Effects of total salpingectomy performed during hysterectomy on ovarian blood flow

Effects of total salpingectomy performed during hysterectomy on

ovarian blood flow

O. Ozkaya1, M. Sezik1, F. Demir1, H. Toyran Sezik2, H. Kaya1

1Suleyman Demirel University Faculty of Medicine, Department of Obstetrics and

Gynecology, Isparta, Turkey, 2Isparta Maternity and Children’s Hospital, Isparta,


Objective To investigate the effects of performing total salpingectomy

during abdominal hysterectomy (without oophorectomy) on ovarian reserve and

blood flow through the ovarian stroma.

Design and methods Twenty-four patients

were recruited and randomized into 2 groups. Group 1 patients (n=12) underwent

total hysterectomy and complete excision of the fallopian tubes bilaterally. In

group 2 (classical approach), fallopian tubes were removed partially leaving

behind the neighboring paraovaraian tissue. Pre- and postoperative (6 months)

serum follicle stimulating hormone (FSH), luteinizing hormone (LH), estradiol

values, ovarian volume estimation by transvaginal ultrasound, and ovarian

stromal blood flow Doppler velocimetry were assessed. Mann-Whitney-U test,

Student’s t test and Freidman’s test were used for comparisons.

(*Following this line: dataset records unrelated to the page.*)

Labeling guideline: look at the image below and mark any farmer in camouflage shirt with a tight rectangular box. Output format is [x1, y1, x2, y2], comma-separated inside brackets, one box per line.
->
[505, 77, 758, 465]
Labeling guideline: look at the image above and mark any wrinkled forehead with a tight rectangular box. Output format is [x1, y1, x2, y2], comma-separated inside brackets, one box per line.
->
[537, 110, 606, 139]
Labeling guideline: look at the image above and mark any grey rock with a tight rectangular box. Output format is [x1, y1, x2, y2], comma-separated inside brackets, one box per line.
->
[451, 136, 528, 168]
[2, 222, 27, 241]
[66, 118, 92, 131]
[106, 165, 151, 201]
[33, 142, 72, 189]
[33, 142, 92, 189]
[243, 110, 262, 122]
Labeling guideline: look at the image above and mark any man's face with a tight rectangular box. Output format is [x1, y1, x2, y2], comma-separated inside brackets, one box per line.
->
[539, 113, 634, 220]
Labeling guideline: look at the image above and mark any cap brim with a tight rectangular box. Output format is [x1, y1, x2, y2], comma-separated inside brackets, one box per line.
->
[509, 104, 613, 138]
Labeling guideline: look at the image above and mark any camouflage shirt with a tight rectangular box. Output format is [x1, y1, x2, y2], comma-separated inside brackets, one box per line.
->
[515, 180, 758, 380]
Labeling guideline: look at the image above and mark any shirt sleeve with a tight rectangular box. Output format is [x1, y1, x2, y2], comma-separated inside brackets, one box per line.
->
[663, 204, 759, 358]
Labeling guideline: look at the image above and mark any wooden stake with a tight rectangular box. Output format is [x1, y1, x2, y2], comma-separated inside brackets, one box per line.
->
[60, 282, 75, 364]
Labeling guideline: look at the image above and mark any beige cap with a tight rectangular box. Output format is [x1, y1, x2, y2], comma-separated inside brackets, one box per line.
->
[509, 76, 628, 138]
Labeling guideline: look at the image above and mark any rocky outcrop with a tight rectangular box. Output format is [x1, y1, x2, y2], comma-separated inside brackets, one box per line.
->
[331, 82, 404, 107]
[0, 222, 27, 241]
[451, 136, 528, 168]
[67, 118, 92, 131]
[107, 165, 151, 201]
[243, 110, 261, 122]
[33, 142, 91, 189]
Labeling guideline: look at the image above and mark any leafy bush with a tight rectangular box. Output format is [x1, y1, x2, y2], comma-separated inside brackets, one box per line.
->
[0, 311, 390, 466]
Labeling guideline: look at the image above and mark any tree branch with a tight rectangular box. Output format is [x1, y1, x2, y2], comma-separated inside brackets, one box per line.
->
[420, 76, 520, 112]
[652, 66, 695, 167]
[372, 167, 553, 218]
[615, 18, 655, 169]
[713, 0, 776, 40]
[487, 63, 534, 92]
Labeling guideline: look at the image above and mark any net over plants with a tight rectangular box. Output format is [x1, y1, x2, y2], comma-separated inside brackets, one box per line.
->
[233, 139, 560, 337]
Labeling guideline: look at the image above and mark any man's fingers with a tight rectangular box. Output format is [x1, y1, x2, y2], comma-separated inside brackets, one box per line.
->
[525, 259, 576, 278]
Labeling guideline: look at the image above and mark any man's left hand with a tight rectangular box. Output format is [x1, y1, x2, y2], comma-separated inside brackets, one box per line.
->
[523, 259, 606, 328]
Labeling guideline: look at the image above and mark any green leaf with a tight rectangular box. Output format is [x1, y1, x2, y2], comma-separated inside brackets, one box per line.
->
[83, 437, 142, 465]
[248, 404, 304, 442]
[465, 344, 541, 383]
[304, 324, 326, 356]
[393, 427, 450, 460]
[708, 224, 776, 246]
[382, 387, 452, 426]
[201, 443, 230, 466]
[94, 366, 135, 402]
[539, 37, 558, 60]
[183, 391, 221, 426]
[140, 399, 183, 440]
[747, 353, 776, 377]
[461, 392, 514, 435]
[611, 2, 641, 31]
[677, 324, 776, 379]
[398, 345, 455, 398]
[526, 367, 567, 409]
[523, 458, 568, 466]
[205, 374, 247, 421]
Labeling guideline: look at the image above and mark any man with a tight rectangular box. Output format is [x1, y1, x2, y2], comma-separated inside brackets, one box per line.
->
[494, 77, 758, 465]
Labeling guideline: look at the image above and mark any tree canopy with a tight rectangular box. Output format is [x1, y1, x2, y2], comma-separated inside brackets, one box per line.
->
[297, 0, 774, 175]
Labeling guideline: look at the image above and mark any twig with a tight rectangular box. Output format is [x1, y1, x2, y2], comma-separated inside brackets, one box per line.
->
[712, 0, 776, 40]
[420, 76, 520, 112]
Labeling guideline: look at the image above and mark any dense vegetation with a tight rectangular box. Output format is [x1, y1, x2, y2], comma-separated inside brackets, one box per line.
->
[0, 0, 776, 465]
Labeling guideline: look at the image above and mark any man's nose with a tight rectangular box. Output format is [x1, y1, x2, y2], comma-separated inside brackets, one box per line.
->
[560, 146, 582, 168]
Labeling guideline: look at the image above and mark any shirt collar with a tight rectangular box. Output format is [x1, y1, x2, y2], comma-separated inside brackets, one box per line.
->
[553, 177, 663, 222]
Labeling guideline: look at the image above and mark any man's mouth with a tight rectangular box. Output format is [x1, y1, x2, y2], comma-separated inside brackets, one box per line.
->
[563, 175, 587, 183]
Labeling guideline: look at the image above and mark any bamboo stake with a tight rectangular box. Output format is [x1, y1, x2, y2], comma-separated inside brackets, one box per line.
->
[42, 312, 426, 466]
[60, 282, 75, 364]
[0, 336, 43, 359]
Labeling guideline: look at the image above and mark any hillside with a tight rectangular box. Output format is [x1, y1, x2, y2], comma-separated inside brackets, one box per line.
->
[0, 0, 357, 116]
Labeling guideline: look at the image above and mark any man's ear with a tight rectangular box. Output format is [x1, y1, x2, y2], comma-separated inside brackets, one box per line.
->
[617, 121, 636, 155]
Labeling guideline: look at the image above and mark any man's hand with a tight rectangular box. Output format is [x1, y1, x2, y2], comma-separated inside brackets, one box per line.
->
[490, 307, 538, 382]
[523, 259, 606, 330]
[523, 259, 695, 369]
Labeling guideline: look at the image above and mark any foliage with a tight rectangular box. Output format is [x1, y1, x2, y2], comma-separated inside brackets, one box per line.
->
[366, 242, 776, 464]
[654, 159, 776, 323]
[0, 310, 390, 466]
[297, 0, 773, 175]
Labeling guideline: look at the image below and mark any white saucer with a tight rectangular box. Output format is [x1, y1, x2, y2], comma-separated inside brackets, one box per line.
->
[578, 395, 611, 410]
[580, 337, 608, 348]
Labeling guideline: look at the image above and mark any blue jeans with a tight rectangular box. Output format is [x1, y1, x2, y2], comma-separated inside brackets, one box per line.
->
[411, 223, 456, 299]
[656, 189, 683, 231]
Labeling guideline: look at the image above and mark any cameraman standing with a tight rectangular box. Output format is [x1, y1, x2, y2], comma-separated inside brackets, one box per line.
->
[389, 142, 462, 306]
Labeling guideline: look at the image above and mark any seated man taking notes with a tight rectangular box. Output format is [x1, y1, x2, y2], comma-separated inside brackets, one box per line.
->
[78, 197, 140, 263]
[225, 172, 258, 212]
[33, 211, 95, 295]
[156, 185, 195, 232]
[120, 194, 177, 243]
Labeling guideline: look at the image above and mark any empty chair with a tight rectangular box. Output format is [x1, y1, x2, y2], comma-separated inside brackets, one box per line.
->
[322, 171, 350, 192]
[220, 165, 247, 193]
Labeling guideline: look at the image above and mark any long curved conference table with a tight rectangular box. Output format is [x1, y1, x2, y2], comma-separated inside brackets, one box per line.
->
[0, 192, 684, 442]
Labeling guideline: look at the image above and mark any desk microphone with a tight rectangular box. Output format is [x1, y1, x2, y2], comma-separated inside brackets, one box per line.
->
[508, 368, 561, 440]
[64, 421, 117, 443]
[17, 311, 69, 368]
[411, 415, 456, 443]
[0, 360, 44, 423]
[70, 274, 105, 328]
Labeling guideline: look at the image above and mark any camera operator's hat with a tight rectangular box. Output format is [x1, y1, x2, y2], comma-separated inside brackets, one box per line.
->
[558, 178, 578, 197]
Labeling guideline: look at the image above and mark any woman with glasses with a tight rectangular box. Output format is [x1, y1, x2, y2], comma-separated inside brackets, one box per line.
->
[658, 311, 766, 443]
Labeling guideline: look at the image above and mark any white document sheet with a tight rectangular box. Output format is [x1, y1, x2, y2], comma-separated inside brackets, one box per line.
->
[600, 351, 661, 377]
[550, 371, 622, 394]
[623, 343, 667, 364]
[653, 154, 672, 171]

Baseline data were similar across the groups (p>0.05). FSH, LH, estradiol

values, and ovarian volume were not changed after both of the techniques.

However, pulsatility index, resistivity index, and systole/diastole (S/D) ratio

were significantly decreased compared to the baseline values in both groups (group

1: p= 0.027, p= 0.018, and p= 0.013, respectively; group 2: p= 0.01, p= 0.002,

and p=0.0001, respectively). Postoperative decline in the S/D ratio was more

pronounced (p=0.007) in group 2 (partial removal).

Conclusion It appears that

complete removal of fallopian tubes during hysterectomy has no effect on ovarian

blood supply. It might be important to protect the ovarian blood supply as much

as possible while performing hysterectomy in the reproductive period. Large

series are required to determine the most appropriate technique that causes the

least impairment on ovarian blood flow.